- Indiana’s Lin Dunn, who positioned the Fever to pull off one of the larger upsets in Finals history, is outcoaching my Coach of the Year pick, Corey Gaines. Despite masterminding the league’s record-setting offense, Gaines doesn’t seem to offer much if Diana Taurasi and Cappie Pondexter’s shots aren’t falling. As someone who’s heard Bill Laimbeer and Rick Mahorn’s Shock huddles over the years, it boggles the mind to see Gaines mention defense as seldom as he does, if ESPN2's look-ins are to be trusted.
- Tamika Catchings proved she should have been my MVP pick instead of Taurasi, who despite improving her all-around game this year still pales in comparison to Catchings as an overall player. The Mercury struggle when Taurasi can’t score 20, while Catchings could go scoreless and still win the Fever a game. This, her eighth season, may have been Catchings’ best chance to win her first MVP. If she never does, it will be a monumental oversight.
Besides those two votes, I’m pretty content with how my 2009 season awards turned out, especially my All-WNBA First and Second Teams, which were difficult to determine and even tougher to explain. (Thus why I’m finishing this nearly a month after the votes were cast.) I got eight of the 10 All-WNBA players correct, including the entire First Team, missing only the Sparks’ Candace Parker, who in hindsight I should have had on there, and Lisa Leslie, a sentimental pick who played well enough to earn consideration.
There were probably 14 candidates I deemed worthy of the 10 spots, with the pool of forwards to choose from especially deep. The NBA has a First, Second and Third all-league teams, and though there are far more players in the 30-team league, I think you could make a compelling argument for adding an All-WNBA Third Team in 2010.
Because it was so hard to distinguish between First and Second teams, I had two tie-breaking criteria, so to speak: players who played 30 or more games and/or performed particularly well against the Shock got a slight bump over those who didn’t, a credit to consistency and performing well against one of the league’s staunchest defenses.
Barry Gossage/NBAE/Getty Images
Statistically, they were phenomenal, and nearly identical. I couldn’t choose between them, so they got both spots. Hammon (19.5 points, 5.0 assists) and Pondexter (19.1 points, 5.0 assists) were the only players ranked in the top five of both categories, making it hard to demote either one to the Second Team.
Pondexter played all 34 games for Phoenix, which set new league scoring records in 2009, while Hammon carried a heavy load for the defending Western Conference champion Silver Stars, who may have missed the playoffs if not for Hammon’s 32 points in a comeback win in overtime against the Shock Aug. 29.

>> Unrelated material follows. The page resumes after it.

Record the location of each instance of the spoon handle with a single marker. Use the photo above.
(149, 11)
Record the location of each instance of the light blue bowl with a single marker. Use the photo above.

First Team Forwards: Tamika Catchings, IND, and Diana Taurasi, PHX
Taurasi, the league’s leading scorer for the third time in four seasons, had career high shooting percentages across the board - 46.1 FG%, 40.7 3FG% and 89.4 FT%. She also had career bests in other areas, including rebounds (5.7 rpg) and blocks (1.39).
Here was my MVP rationale a month ago: When the WNBA’s leading scorer, playing for the team with the league’s best record, has arguably the most complete season of her career, it’s hard to go argue against it…
Until you see what Catchings has done in these Finals: 16.3 points, 9.8 rebounds, 6.8 assists, 2.8 steals and 1.5 blocks, besting Taurasi in every category but scoring, and even then only by three points. Nobody can fill the box score - the entire box score - like Catchings, and she did it while playing all 34 games for the first time in four seasons. The Finals aren't an aberration.
First Team center Lauren Jackson, SEA
Jackson’s season-high 36-point outburst at The Palace Aug. 18 was one of the most impressive performances I have witnessed in person. The Shock simply had no one who could stay with Jackson, who drained 14-of-24 shots, including 4-of-6 from 3-point range.
There is no shortage of statistical support for the former two-time MVP, who ranked third in scoring (19.2 ppg), fourth in 3-point shooting (43.0%) and second in blocks (1.73 bpg), among her myriad of top 10 rankings. Between Katie Smith’s herniated disk and Jackson’s stress fracture - which forced her to miss the end of the season and the No. 2 Storm’s first-round fall to the third-seeded Sparks - back injuries drastically altered the 2009 postseason.